A postscript on “Shame” and plagiarism:
Shirley & Company’s “Shame, Shame, Shame” has been called a key influence on “Fame,” and some Bowie biographers claim that “Fame” actually rips “Shame” off, e.g. Christopher Sandford: [Fame] evolved, via Carlos Alomar and a riff lifted from Shirley and Company (my emphasis) through a half-dozen makeovers and a last-minute name change from “Footstompin’.” (“Footstompin’ was another song, but never mind that.)
Sandford’s source appears to be Tony Zanetta and Henry Edwards’ bio Stardust, from 1986. In this account, Lennon “while David was out of the room” starts playing the “Shame, Shame, Shame” riff, and is soon joined by Alomar, who “picks up the riff, and the two men played together.” Bowie allegedly comes in, asks what they’re playing, is told it’s “Shame, Shame, Shame,” then leaves the room and comes back a half-hour later with the complete lyrics for “Fame.”
If true, this scenario would have the wily Alomar riffing with Lennon on a song that he’s already ripped off. Because Alomar had been playing his “Foot Stompin'” riff, the direct ancestor of the “Fame” riff, since late October ’74. The timing doesn’t really work. “Shame, Shame, Shame”‘s first reference in Billboard is the issue of 21 December ’74, where it’s reviewed as a new-release single, and “Shame” didn’t chart nationally until 18 January 1975, days after the “Fame” recording session. Sure, pro musicians often get new releases ahead of the public, and “Shame” was likely getting NYC airplay in December ’74, but, really, the 35-year-old John Lennon was that up on new disco records? And wouldn’t Alomar, instead of “picking up” the riff, maybe have said something like, “yeah, I love this song—in fact, I’ve been jamming it for months on tour already.”

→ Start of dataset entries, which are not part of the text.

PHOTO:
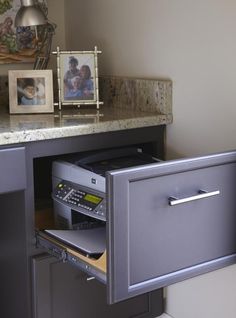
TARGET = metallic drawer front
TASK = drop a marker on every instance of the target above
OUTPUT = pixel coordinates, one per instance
(12, 169)
(154, 242)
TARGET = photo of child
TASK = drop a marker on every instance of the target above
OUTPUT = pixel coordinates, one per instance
(78, 81)
(31, 91)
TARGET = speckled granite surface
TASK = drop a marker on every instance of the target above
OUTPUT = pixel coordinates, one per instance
(149, 95)
(26, 128)
(120, 111)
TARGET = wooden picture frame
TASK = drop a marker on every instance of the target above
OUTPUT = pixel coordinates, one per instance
(30, 91)
(77, 73)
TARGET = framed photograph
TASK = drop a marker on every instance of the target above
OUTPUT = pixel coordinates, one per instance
(17, 45)
(30, 91)
(77, 77)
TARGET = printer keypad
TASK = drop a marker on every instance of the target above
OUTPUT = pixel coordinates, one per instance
(77, 197)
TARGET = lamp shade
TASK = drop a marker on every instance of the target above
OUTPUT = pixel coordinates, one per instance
(30, 14)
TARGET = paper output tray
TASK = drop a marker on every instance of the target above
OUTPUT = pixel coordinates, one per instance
(56, 247)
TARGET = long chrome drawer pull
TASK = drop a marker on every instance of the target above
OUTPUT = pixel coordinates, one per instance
(202, 195)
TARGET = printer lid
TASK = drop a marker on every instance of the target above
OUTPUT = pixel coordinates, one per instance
(114, 159)
(89, 241)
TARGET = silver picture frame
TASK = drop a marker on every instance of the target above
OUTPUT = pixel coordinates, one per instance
(30, 91)
(77, 74)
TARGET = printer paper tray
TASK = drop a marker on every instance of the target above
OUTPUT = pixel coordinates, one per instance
(93, 267)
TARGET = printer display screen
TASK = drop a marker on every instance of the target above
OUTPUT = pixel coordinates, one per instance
(92, 198)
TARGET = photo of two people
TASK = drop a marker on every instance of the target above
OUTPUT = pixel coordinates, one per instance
(78, 80)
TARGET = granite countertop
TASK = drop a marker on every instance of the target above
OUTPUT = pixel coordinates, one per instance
(74, 122)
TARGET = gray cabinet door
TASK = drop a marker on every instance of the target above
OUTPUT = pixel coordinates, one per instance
(60, 290)
(12, 169)
(169, 221)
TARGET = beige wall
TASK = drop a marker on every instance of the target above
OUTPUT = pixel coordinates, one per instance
(194, 44)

My guess: “Shame, Shame, Shame” has really nothing to do with “Fame.”[CO, 2014: I was wrong: see Trynka in comments.] I expect the confusion began when people first heard “Fame” in summer ’75 (when it was released as a single) and thought it was a nick on “Shame,” a hit song from the previous winter. Now James Brown, on the other hand—the Godfather committed robbery in broad daylight, no denying it.